The Harvey Weinstein scandal has a lot of moving parts headed towards an important hearing next week that will set the next stage in the criminal proceeding. On one end, Weinstein has been pushing a Delaware bankruptcy court to allow him to recover files maintained by The Weinstein Co. and then permit him to use those emails and other documents to defend himself from sexual assault charges in New York. On the other end, there’s still pending civil lawsuits, including one class action from his many accusers. On Thursday, those women sounded the alarm about Weinstein’s efforts.
“He should not be able to play federal courts in different jurisdictions with diametrically-opposed positions,” state twin motions arguing for both a protective order and for the civil action to proceed.
First, the protective order.
It’s partly in response to Weinstein’s efforts to obtain emails between him and his accusers and then hold up those communications as exculpatory evidence.
“In fact, Weinstein’s criminal defense lawyer, Benjamin Brafman, told Plaintiffs’ counsel he intended to unleash these emails in the media to sway the court of public opinion. Despite these threats, Weinstein has not produced any of the documents with Plaintiffs—and discovery is not open in this case.”
Weinstein’s accusers in civil court are making a rather extraordinary request. A demand that he share what has been obtained is certainly not unusual, but then there’s a bid to get a New York federal court to restrict Weinstein from releasing any of these materials to the media or any third party.
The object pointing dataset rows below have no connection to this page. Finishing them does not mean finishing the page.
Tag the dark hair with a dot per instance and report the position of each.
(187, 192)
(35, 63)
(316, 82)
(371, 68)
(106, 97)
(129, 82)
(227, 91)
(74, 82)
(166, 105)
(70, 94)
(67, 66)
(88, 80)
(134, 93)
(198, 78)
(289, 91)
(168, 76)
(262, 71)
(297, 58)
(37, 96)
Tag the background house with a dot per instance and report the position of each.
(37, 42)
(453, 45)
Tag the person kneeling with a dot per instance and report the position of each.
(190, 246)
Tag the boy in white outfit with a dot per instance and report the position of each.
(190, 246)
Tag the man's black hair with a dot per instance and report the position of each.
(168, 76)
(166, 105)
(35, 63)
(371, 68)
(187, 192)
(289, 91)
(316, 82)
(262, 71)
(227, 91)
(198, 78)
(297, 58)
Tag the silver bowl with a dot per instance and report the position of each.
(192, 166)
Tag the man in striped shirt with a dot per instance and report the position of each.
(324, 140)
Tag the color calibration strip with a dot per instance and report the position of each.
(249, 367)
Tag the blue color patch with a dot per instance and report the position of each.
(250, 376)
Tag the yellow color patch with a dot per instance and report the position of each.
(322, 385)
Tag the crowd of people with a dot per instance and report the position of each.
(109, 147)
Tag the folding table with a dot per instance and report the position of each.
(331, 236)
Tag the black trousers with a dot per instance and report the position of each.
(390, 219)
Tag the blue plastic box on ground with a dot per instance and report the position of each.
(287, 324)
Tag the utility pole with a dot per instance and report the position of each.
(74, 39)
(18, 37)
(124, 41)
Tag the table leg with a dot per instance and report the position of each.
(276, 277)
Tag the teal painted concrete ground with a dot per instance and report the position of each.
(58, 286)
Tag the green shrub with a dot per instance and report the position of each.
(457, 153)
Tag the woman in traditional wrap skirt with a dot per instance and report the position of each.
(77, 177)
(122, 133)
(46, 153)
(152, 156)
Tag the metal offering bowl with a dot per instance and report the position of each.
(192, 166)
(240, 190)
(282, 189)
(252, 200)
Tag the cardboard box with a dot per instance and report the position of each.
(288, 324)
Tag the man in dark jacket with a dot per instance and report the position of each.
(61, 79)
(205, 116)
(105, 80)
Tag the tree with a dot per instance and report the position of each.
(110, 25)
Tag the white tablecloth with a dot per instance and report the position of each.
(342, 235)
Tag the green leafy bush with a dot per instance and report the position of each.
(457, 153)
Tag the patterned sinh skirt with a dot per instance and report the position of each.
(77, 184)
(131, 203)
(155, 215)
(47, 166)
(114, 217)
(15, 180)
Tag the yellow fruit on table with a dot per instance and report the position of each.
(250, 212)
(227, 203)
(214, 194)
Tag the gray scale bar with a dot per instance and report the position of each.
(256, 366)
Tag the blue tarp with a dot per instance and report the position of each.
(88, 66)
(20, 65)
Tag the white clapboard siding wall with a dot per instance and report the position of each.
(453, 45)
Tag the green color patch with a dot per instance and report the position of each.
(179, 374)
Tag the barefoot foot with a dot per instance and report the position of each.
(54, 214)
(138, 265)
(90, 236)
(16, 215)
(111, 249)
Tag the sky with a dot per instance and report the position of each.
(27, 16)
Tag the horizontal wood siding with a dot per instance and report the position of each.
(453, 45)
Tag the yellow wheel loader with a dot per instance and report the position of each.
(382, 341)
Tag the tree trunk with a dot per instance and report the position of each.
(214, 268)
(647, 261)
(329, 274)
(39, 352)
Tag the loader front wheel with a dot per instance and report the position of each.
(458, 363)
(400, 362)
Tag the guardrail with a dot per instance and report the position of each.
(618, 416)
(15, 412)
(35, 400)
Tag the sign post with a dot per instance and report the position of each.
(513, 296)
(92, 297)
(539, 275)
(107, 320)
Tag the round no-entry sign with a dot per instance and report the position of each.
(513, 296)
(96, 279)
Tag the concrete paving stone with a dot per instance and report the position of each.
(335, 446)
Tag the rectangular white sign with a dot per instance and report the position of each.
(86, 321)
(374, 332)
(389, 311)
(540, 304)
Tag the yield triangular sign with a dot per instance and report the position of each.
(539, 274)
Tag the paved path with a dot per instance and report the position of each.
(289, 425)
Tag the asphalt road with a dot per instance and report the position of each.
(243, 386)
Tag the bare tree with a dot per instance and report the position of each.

The women want time to address confidentiality concerns, which may be understandable, although there’s now less than a week left before Weinstein makes his bid to escape criminal charges.
Weinstein’s attorneys respond in a statement, “The seeking of this protective order comes as no surprise. The plaintiffs in the Geiss case know that it is only a matter of time until the bankruptcy court releases Harvey Weinstein’s emails to the public. There is no privileged or confidential information contained in the emails, and in fact, they demonstrate a drastically different tale from what the plaintiffs have alleged in the media and in their legal complaint. Ironically, they are trying to silence Mr. Weinstein and doing all they can to prevent the truth from coming out. This strategy will not bode well, as they are going behind the bankruptcy court’s back, which has sole jurisdiction over these emails and the plaintiffs know it. To claim sexual assault and then take such measures to prevent the truth from being heard speaks volumes of their motives.”
Second, there’s the issue of whether the civil proceeding will be paused to allow the criminal case to go first. Weinstein asserts that he’ll be unfairly prejudiced if he has to assert Fifth Amendment rights should he be called to testify in the class action before he’s resolved the criminal situation. Given that prosecutors may look to some of these women suing him to be “prior bad acts” witnesses, there’s the possibility of interplay.
But as Brafman allegedly threatens to “unleash these emails in the media to sway the court of public opinion,” attorneys for the suing women say in a court brief, “These are hardly the actions of a Defendant concerned about his Fifth Amendment rights.”
If all that is not enough to keep Weinstein’s lawyers on their toes at the moment, there’s also a development this past 24 hours in the Ashley Judd lawsuit as a judge has just denied his bid for a protective order to stop discovery on her claims of being defamed when she allegedly rebuffed his advances at a hotel in the 1990s.